The recent passage of the SECURE Act at the end of December brought significant changes to the planning landscape with respect to retirement assets. A number of the most common planning considerations for these assets now will have to be re-thought or re-worked. New techniques may be needed to achieve benefit and some older planning techniques and structures now no longer achieve the desired results. This presentation will focus on the changes brought about the SECURE Act in connection with common client planning situations, will review the major provisions of the new legislation that affect individual holders and participants, will cover problem areas that may arise from planning done under the prior law, and will present some new techniques for consideration. As with any piece of new legislation, there are many open issues and areas of uncertainty but we’ll discuss what is known as of now.
Brad J. Richter is a partner and chair of the trusts and estates department at Fried, Frank, Harris, Shriver & Jacobson LLP, resident in Fried Frank’s New York office.
Mr. Richter’s practice focuses on all aspects of private client representation, including sophisticated tax and estate planning, administration of large estates and trusts, succession and business planning, and formation and operation of charitable foundations. He represents high net worth individuals, entrepreneurs, the fiduciaries of estates and trusts, charitable organizations, family business owners, bankers and financial services personnel, private fund sponsors and principals, and others. He also represents clients engaging in litigation with the IRS or with third parties before the Surrogate’s Court on contested tax and probate matters.
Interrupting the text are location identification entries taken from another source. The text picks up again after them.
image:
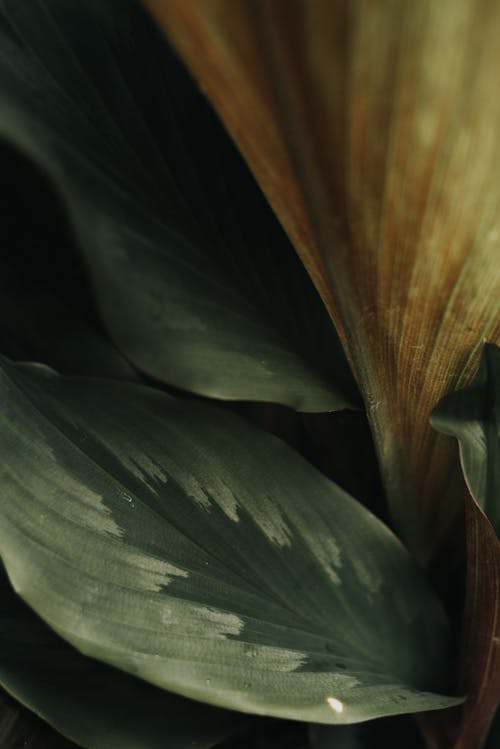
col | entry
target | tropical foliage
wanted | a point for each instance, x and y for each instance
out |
(197, 548)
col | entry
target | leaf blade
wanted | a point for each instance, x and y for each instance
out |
(193, 276)
(193, 560)
(92, 704)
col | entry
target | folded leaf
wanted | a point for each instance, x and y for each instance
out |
(388, 732)
(36, 326)
(473, 417)
(372, 128)
(92, 704)
(174, 541)
(194, 278)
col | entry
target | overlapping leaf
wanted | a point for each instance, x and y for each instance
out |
(473, 417)
(36, 326)
(372, 129)
(174, 541)
(194, 277)
(95, 705)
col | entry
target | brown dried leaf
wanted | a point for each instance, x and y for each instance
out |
(373, 129)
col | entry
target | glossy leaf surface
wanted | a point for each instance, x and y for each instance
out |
(372, 129)
(473, 417)
(37, 326)
(195, 279)
(176, 542)
(94, 705)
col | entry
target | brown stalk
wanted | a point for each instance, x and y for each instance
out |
(373, 130)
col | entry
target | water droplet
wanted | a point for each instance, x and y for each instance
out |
(336, 705)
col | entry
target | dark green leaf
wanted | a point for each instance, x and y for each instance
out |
(174, 541)
(36, 326)
(90, 703)
(473, 417)
(194, 277)
(389, 732)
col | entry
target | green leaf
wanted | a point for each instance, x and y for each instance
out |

Mr. Richter received his JD, cum laude, from New York University School of Law, where he was a member of the NYU Law Review. He graduated magna cum laude from Amherst College. He is admitted to the bar in New York and Massachusetts.
Mr. Richter is a member of the American Bar Association (Real Property, Probate & Trusts Law Section; Taxation Section), New York State Bar Association (Trusts and Estates Law Section; Entertainment, Arts and Sports Law Section), New York County Lawyers Association (Estates, Trusts and Surrogate’s Court Practice Section; previous: Committee on Pro Bono), and the Association of the Bar of the City of New York (Committee on Estate and Gift Taxation, previous: Committee on Surrogate’s Courts).
One Education Credit for CLE (PA Only), Insurance (PA Only), CFP, CPA (PA Only), PACE and CTFA will be offered.